黒澤明とのコンビで知られる日本を代表するスター。「醉いどれ天使」(48)から「赤ひげ」(65)まで16本、全30本ある黒澤作品の半分以上に出演した計算になる。東宝ニューフェイス(第1期)の面接試験では審査員の大半から不興を買ったものの、黒澤明の師・山本嘉次郎監督の強い推薦を受けて入社。都会的な東宝のカラーに収まらない野性味あふれる雰囲気と重量感ある芝居が魅力で、古風で気骨ある軍人や武士の役が良く似合った。その反面、素顔はシャイで実直な人物で、自ら自宅の前を掃除するほどスターらしからぬ飾り気のない性格だったという。黒澤以外では岡本喜八、稲垣浩、谷口千吉などの作品に多く出演したほか、「グラン・プリ」(66)など海外作品でも活躍。また、独立プロ“三船プロ”を立ち上げて映画製作にも乗り出した。
1911.1.13‐1973.10.7北海道札幌市生まれ。作家・有島武郎の長男。29年から新劇俳優として活躍し、42年に「母の地図」で映画デビュー。「安城家の舞踏会」(47)で没落貴族のニヒルな長男を演じて一躍注目を浴び、映画スターの地位を確立。黒澤明の「羅生門」(50)や「白痴」(51)、溝口健二の「武蔵野夫人」(51)や「雨月物語」(53)など日本映画を代表する巨匠の作品に出演したが、その最高峰は成瀬巳喜男監督の「浮雲」(55)で演じた、腐れ縁の女に引きずられて駄目になっていくインテリの中年男役だろう。この演技によってキネマ旬報ベスト・テン男優賞を受賞。その後も知的でニヒルな二枚目として個性を発揮し、映画や演劇で活躍した。
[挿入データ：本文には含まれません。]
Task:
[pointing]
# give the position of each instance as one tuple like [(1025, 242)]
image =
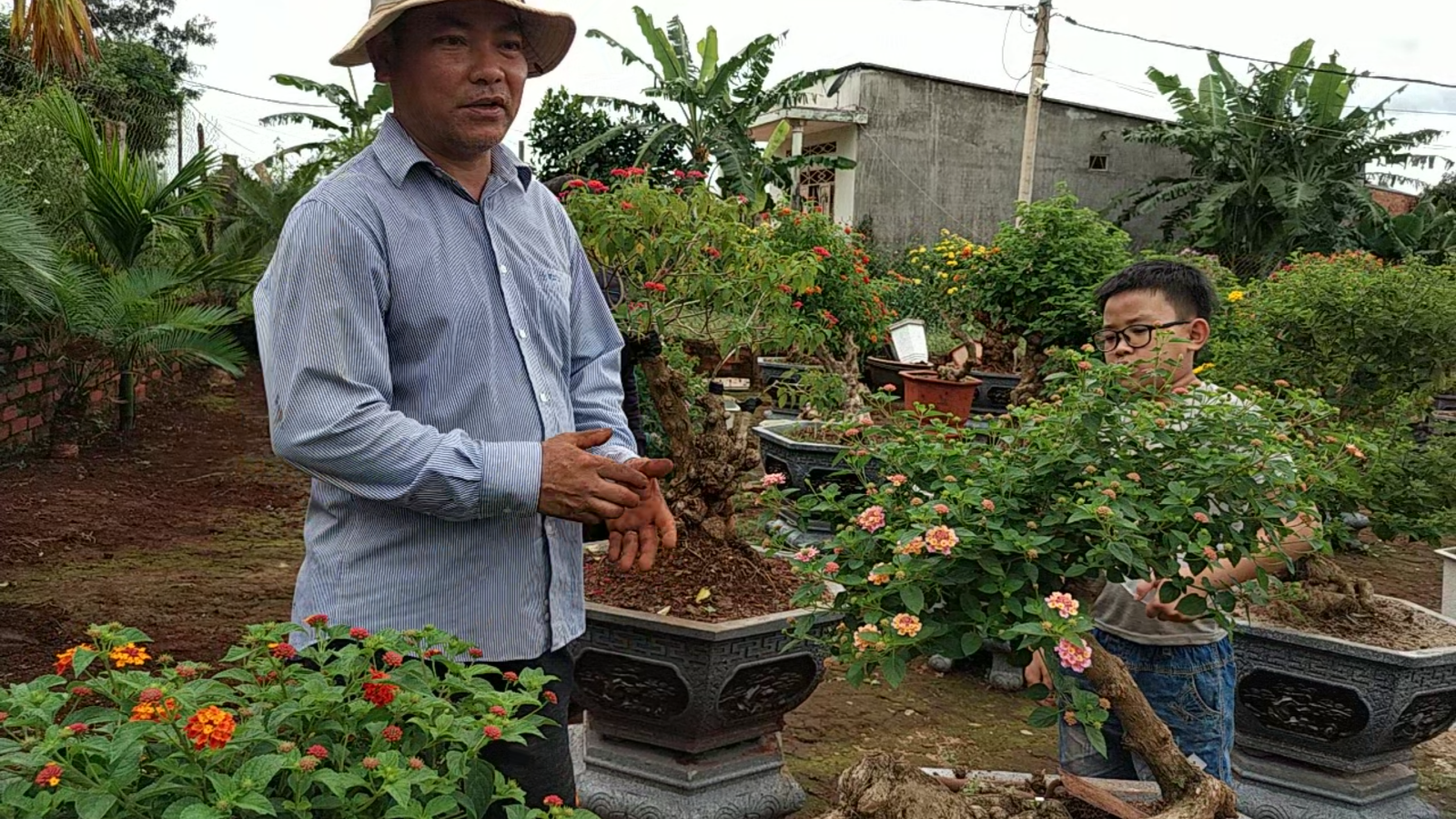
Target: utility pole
[(1038, 72)]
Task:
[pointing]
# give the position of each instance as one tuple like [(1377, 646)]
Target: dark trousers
[(542, 767)]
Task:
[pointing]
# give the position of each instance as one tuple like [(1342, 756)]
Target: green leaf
[(895, 669), (255, 804), (200, 811), (914, 598), (1193, 605), (94, 804), (1097, 739), (1045, 716)]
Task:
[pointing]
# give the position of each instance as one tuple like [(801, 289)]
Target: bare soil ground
[(193, 528)]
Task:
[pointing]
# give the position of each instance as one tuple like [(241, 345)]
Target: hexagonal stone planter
[(1340, 704), (683, 716)]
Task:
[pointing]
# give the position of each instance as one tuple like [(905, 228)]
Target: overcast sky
[(259, 38)]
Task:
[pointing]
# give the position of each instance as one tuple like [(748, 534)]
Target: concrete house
[(941, 153)]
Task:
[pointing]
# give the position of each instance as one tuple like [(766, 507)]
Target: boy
[(1155, 318)]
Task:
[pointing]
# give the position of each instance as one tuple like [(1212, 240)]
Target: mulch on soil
[(742, 583)]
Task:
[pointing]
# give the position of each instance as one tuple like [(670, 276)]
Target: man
[(1155, 318), (440, 359)]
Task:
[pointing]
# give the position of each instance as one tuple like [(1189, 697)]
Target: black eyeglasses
[(1138, 336)]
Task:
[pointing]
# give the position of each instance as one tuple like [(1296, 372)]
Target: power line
[(1222, 53), (258, 98)]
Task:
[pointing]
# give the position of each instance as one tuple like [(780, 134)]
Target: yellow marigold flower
[(128, 654)]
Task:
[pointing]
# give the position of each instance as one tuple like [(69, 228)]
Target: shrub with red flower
[(252, 719)]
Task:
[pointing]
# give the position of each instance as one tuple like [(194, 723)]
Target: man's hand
[(635, 537), (1037, 673), (584, 487), (1149, 592)]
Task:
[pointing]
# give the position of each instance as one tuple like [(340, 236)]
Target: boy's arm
[(1227, 574)]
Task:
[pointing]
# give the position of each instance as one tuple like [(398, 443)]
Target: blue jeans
[(1188, 687)]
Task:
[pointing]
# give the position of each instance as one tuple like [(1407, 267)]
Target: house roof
[(994, 89)]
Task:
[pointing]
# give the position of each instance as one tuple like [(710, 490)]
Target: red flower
[(50, 775)]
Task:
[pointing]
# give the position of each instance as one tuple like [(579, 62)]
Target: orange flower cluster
[(210, 727)]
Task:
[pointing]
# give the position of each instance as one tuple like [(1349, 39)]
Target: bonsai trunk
[(710, 458), (1030, 385)]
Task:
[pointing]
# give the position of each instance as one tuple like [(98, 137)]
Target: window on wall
[(817, 184)]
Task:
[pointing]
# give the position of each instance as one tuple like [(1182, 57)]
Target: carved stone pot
[(683, 717), (1337, 719), (805, 464)]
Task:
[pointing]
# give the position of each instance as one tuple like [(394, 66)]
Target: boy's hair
[(1186, 288)]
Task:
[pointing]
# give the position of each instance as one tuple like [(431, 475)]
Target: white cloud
[(258, 38)]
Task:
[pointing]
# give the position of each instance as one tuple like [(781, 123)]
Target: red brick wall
[(29, 388)]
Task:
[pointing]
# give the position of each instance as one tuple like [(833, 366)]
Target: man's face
[(1168, 353), (458, 72)]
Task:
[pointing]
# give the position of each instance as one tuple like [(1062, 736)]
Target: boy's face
[(1157, 341)]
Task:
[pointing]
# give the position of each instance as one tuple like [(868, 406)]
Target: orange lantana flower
[(210, 727)]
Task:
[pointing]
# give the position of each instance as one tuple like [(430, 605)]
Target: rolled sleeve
[(325, 359)]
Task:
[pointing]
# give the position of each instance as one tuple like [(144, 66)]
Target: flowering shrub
[(846, 307), (977, 537), (1360, 331), (344, 727)]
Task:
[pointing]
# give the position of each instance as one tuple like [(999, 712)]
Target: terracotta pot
[(956, 398)]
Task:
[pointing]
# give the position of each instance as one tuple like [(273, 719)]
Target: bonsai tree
[(692, 268), (344, 727), (1012, 535), (1036, 288), (844, 309)]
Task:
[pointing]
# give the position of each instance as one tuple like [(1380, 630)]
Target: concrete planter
[(1339, 704), (994, 398), (807, 464), (683, 716)]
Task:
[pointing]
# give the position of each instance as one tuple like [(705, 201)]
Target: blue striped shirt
[(417, 349)]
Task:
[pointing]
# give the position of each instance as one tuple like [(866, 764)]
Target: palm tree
[(57, 33), (1278, 164), (354, 130), (114, 298), (718, 104)]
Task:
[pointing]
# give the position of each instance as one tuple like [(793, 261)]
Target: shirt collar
[(399, 155)]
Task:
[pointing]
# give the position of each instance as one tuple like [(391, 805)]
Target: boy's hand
[(1037, 673), (1149, 592)]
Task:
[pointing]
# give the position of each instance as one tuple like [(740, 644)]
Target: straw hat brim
[(548, 34)]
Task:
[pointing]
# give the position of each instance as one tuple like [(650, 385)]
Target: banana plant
[(354, 128), (1278, 164), (717, 101), (57, 33)]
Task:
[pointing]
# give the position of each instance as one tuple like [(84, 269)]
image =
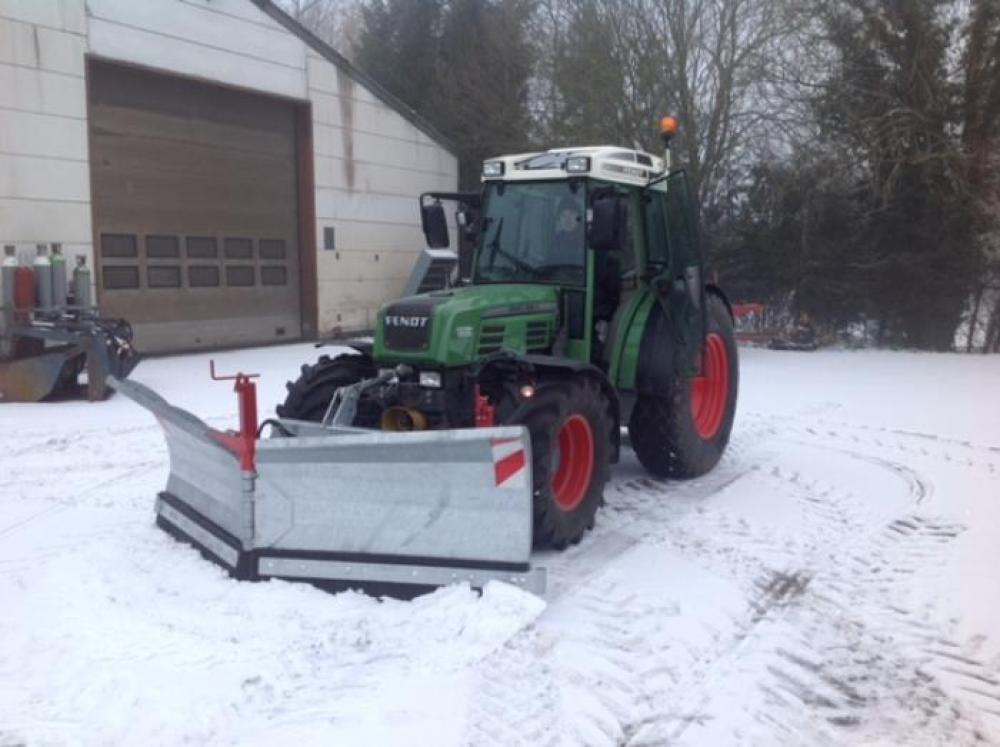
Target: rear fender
[(658, 351), (711, 289), (557, 367)]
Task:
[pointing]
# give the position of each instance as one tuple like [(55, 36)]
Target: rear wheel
[(683, 432), (309, 396), (571, 428)]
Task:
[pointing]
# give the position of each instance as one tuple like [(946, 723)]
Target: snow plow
[(482, 419), (326, 503)]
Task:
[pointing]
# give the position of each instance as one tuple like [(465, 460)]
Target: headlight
[(492, 168), (430, 379)]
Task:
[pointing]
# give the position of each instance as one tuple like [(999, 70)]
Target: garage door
[(195, 210)]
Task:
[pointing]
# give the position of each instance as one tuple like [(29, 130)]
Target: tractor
[(483, 418), (586, 309)]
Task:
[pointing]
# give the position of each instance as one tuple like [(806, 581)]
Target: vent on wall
[(491, 338), (433, 271)]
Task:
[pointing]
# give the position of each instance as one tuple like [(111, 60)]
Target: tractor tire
[(310, 395), (683, 433), (571, 435)]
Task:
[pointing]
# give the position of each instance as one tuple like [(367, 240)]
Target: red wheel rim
[(710, 390), (575, 452)]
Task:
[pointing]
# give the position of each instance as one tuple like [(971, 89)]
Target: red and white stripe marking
[(509, 463)]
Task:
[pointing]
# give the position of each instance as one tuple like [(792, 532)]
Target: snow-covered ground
[(834, 580)]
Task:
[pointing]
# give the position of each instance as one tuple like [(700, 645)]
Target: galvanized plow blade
[(354, 507)]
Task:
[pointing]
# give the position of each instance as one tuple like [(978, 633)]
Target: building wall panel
[(32, 90), (41, 48), (44, 173), (65, 15), (29, 178), (113, 41), (370, 162)]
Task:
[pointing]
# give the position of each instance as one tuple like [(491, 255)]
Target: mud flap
[(358, 508)]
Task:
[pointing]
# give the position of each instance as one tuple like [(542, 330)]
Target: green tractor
[(585, 308)]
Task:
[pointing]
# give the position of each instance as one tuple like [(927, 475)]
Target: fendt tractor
[(482, 419)]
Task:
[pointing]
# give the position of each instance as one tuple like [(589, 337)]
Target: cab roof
[(609, 162)]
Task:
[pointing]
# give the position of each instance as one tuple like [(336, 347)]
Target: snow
[(832, 581)]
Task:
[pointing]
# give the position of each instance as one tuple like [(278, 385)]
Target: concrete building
[(230, 178)]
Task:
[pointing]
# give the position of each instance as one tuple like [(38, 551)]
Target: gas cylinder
[(24, 291), (81, 282), (8, 271), (58, 276), (43, 277)]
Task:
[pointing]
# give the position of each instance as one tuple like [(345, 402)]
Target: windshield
[(533, 232)]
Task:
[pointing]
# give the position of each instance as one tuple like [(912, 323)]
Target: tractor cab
[(597, 223)]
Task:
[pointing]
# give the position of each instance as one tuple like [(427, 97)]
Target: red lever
[(245, 442)]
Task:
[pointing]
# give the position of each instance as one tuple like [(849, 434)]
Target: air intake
[(433, 271)]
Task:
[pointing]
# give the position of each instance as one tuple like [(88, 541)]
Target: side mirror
[(435, 225), (607, 223)]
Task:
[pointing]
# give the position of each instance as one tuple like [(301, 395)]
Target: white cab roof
[(609, 162)]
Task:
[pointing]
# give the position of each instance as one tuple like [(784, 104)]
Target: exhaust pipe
[(398, 419)]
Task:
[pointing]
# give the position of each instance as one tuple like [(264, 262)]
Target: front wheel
[(571, 430), (683, 432), (309, 396)]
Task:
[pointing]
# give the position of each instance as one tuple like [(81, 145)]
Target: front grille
[(407, 326), (536, 335), (491, 338)]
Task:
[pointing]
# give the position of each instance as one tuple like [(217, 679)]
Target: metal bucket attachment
[(352, 507)]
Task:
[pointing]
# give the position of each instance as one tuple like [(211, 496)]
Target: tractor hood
[(455, 327)]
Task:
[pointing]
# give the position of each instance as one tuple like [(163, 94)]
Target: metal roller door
[(194, 191)]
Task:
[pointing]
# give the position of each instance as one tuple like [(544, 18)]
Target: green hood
[(458, 326)]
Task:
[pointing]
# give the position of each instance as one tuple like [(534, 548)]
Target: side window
[(680, 221), (655, 223)]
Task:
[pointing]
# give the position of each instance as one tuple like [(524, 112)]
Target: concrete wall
[(370, 162), (370, 166)]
出演作が次々と海外で評価され、日本映画黄金期を支えた知的な演技派俳優。作家・有島武郎の長男で京都帝国大学入学(後に中退)という出自から滲み出る知的で洗練された雰囲気と、新劇で培った演技力を武器に多数の作品で活躍。端整な顔立ちに繊細な雰囲気を漂わせながらも、時にしたたかに時に冷淡な芝居で、善人から悪人まで幅広い役を演じ続けた。その演技に対する周囲の信頼は厚く、黒澤明、溝口健二、成瀬巳喜男など巨匠の作品に次々と出演。さらに、ヴェネチア国際映画祭金獅子賞とアカデミー賞名誉賞を受賞した「羅生門」(50)を始め、「雨月物語」(53)、「武士道残酷物語」(63)など出演作が次々と海外の映画祭で受賞し、黄金期の日本映画に欠かせない俳優の1人となった。
1931.8.29‐1969.7.17京都府京都市生まれ。誕生の翌年、関西の歌舞伎俳優・市川九団次の養子になり、46年に初舞台を踏む。51年、市川寿海の養子になって八世・市川雷蔵を襲名。54年、大映に入社して「花の白虎隊」で映画デビュー。翌55年には溝口健二監督の「新・平家物語」で平清盛を気魄たっぷりに演じ、大映を担うスターへと成長する。以降は全12本作られた「眠狂四郎」を始め、「忍びの者」、「若親分」、「陸軍中野学校」の各シリーズでヒットを飛ばし、市川崑監督の「炎上」(58)ではその演技を高く評価された。また三隅研次監督と組んだ「斬る」(62)、「剣」(64)、「剣鬼」(65)の“剣三部作”も様式美溢れる傑作として名高い。だが演技者として充実の時を迎えた69年、直腸ガンによって37歳の若さで急逝した。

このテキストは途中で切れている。